Sekjen Gerindra Ahmad Muzani pun meyakini, kerja-kerja nyata untuk publik akan berimplikasi pada capaian elektoral. Kerja nyata itu harus sesuai dengan keinginan rakyat serta riil dirasakan masyarakat. Misalnya, memberikan bantuan bahan kebutuhan pokok murah, memberikan pupuk gratis bagi petani, membuka lapangan pekerjaan, serta membantu rakyat menjangkau akses kesehatan dan pendidikan yang baik.
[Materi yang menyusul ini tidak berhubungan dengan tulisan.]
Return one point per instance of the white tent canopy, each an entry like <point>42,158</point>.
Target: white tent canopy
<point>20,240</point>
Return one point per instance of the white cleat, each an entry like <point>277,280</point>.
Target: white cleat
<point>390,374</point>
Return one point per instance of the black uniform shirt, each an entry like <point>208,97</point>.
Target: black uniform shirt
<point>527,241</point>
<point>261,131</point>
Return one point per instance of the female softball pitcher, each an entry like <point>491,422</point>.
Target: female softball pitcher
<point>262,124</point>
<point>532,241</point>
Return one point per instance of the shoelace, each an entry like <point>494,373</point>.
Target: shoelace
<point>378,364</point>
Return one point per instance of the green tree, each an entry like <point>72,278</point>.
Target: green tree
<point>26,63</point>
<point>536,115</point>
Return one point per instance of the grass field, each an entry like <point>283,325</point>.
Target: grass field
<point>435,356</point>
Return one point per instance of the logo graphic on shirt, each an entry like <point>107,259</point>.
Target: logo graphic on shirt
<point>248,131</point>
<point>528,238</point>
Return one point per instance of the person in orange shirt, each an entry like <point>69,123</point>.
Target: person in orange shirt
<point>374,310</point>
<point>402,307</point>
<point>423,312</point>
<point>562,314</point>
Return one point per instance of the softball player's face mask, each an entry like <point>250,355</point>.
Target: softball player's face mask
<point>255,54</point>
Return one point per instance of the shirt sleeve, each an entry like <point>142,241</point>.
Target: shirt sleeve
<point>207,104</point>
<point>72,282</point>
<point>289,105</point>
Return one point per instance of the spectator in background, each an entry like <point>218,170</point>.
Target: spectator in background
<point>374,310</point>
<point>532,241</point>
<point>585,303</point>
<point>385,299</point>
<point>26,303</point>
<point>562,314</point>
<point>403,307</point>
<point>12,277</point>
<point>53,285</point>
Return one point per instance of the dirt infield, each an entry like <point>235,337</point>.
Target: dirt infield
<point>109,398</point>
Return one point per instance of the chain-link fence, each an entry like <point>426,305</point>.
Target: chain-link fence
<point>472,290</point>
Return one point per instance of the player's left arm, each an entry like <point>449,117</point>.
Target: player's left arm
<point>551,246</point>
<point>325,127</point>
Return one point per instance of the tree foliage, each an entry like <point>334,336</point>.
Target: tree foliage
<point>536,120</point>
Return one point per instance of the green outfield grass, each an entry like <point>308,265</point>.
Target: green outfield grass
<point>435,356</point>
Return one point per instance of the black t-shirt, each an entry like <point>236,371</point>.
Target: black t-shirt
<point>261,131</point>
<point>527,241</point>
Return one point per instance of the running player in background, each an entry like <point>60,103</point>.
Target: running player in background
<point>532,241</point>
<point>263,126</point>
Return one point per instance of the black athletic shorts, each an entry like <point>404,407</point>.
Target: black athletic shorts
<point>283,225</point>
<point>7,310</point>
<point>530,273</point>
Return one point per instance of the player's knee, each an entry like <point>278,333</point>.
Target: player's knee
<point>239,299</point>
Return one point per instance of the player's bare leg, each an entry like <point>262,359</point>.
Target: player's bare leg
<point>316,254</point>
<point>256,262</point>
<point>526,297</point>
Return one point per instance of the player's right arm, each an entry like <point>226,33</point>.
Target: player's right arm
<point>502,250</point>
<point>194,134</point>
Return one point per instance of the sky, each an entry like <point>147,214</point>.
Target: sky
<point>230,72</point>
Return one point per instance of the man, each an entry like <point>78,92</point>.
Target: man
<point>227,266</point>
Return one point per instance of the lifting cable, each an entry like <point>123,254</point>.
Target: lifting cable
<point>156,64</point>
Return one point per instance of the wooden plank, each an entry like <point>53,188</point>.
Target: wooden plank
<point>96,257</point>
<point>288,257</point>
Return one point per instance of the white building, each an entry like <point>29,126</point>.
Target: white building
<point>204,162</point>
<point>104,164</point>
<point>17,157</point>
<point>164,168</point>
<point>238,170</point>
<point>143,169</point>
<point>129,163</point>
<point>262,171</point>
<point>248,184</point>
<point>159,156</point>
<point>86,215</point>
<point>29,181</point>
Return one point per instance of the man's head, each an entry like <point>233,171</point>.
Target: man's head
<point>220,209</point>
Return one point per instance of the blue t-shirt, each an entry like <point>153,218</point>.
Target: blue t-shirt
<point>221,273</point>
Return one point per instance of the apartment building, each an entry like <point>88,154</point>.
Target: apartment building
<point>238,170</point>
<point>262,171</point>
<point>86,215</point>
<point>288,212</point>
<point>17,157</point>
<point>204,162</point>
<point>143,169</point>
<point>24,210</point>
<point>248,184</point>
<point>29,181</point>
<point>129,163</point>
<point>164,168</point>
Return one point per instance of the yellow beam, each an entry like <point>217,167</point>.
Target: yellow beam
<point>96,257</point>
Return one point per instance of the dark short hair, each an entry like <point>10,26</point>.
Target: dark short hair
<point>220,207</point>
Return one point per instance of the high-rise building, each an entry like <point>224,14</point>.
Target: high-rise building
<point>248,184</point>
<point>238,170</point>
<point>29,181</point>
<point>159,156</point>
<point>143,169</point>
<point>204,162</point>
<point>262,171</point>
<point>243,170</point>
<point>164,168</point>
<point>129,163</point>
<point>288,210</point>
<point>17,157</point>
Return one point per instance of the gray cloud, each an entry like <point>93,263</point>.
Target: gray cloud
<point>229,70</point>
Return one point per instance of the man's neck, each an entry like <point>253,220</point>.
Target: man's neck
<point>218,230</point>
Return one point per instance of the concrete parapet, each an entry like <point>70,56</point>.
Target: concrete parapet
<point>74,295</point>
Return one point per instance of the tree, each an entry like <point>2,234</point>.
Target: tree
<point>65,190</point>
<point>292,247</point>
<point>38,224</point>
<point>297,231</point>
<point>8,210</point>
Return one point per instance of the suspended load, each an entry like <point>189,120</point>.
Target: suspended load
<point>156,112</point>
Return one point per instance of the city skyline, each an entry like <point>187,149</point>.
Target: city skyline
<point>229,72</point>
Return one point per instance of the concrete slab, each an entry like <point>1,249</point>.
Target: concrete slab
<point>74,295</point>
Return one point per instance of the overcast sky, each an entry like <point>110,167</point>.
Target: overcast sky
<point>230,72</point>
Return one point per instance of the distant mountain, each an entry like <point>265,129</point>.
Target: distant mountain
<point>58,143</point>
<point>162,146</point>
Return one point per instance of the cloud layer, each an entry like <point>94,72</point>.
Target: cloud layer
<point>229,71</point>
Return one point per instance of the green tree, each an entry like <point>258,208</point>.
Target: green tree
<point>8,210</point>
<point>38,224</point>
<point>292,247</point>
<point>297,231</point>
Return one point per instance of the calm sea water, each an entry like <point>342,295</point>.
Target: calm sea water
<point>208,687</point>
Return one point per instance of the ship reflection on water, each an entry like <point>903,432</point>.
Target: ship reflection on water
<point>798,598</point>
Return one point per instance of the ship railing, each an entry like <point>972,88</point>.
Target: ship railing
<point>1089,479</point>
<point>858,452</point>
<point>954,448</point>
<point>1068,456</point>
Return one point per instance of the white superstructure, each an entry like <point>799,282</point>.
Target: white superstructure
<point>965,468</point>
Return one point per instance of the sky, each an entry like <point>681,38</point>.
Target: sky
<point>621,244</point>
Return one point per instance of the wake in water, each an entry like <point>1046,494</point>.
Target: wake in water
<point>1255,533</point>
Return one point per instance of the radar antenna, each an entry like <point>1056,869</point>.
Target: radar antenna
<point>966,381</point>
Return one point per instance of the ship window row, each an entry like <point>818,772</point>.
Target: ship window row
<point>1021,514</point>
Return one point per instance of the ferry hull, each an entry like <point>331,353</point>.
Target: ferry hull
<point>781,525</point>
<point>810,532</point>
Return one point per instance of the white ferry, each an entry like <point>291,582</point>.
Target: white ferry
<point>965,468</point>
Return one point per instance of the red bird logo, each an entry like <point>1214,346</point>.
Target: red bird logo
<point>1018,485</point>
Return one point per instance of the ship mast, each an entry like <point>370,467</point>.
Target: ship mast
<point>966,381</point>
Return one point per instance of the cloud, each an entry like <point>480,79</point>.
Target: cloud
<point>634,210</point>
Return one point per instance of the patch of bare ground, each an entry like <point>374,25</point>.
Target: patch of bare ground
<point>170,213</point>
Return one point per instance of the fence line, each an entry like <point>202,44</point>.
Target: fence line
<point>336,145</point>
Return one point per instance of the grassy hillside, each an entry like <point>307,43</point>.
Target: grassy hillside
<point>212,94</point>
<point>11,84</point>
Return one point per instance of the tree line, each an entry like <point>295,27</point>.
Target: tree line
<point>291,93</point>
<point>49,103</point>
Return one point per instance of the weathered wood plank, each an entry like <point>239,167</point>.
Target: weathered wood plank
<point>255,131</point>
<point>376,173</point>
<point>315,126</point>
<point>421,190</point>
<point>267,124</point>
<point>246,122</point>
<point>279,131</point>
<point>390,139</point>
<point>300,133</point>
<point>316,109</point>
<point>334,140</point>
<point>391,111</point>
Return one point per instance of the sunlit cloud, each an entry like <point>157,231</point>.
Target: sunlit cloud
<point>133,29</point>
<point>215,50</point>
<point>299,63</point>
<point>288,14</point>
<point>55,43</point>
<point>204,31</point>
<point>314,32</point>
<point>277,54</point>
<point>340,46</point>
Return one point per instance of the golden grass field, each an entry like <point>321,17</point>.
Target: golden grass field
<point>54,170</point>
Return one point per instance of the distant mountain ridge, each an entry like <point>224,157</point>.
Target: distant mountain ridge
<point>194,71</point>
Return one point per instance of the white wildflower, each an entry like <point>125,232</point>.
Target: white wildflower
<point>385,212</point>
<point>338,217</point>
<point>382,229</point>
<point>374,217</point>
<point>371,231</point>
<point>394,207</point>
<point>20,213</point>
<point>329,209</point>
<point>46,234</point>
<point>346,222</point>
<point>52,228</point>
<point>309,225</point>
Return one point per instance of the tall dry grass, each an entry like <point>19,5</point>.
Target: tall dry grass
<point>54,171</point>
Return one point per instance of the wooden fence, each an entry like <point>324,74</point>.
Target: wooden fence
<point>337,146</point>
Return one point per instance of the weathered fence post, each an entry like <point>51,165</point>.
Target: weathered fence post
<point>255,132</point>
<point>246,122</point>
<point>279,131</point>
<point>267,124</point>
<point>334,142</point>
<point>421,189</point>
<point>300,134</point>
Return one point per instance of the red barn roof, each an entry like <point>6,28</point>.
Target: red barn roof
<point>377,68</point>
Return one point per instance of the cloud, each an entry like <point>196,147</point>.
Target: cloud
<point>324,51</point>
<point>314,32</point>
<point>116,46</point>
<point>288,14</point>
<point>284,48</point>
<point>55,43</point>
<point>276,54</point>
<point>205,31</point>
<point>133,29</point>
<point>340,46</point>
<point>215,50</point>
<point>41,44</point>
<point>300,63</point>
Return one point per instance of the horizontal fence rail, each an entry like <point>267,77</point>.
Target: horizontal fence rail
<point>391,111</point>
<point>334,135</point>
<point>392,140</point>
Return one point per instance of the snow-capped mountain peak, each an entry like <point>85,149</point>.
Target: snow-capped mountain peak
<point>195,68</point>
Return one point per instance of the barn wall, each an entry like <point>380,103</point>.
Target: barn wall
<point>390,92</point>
Adapun Ketua DPP Bidang Pemenangan Pemilu PPP Yunus Razak optimistis PPP bisa lolos ambang batas parlemen sebesar 4 persen pada Pemilu 2024. Dengan modal kepopuleran 63,1 persen, PPP akan terus menggerakkan semua elemen parpol, termasuk organisasi sayap partai, untuk meyakinkan pemilih memilih PPP, terutama memikat pemilih muda. Kelompok ini menjadi target khusus karena jumlah mereka bisa lebih dari 51 persen pada pemilu mendatang.
Kepercayaan publik
Peneliti senior di Pusat Riset Politik Badan Riset dan Inovasi Nasional (BRIN), Firman Noor, berpandangan, tidak mudah untuk mengonversi popularitas menjadi elektabilitas.
Yang dibutuhkan, menurut dia, menumbuhkan kepercayaan publik pada parpol. Hal ini bisa ditumbuhkan dengan melihat sejumlah aspek, meliputi kapabilitas, kapasitas, dan juga integritas partai. Misal, dari yang mikro, sejauh mana partai melalui kadernya di daerah dapat mengadvokasi dan bekerja secara riil bagi masyarakat. Kemudian, di tingkat makro, sejauh mana partai melalui kadernya di tingkat pusat bisa memperjuangkan hak rakyat melalui legislasi atau membawanya ke dalam kebijakan-kebijakan nasional.
”Jadi, kalau sekadar mengenal dan suka, ya, mungkin orang mengenal dan suka pada politisi artis. Tetapi, ketika politisi artis itu kemudian maju kontestasi, masyarakat akan berpikir lagi, apakah orang ini bisa dipercaya untuk doing things. Apalagi, mungkin melihat kapabilitas dan kapasitas politisi itu belum ada sehingga yang muncul rational choice, yang membuat batasan masyarakat itu hanya sekadar suka, tetapi belum sampai memilih,” ucap Firman.
Menurut dia, tantangan berat ada pada parpol-parpol baru yang tingkat kepopulerannya masih rendah. Sebab, dalam benak pemilih sudah lebih terpatri partai-partai yang telah lama berkiprah. Selain itu, dari sisi ketokohan, parpol-parpol baru belum begitu kuat. Selanjutnya, parpol-parpol itu juga belum memiliki agenda politik yang kuat dan mudah dicerna masyarakat.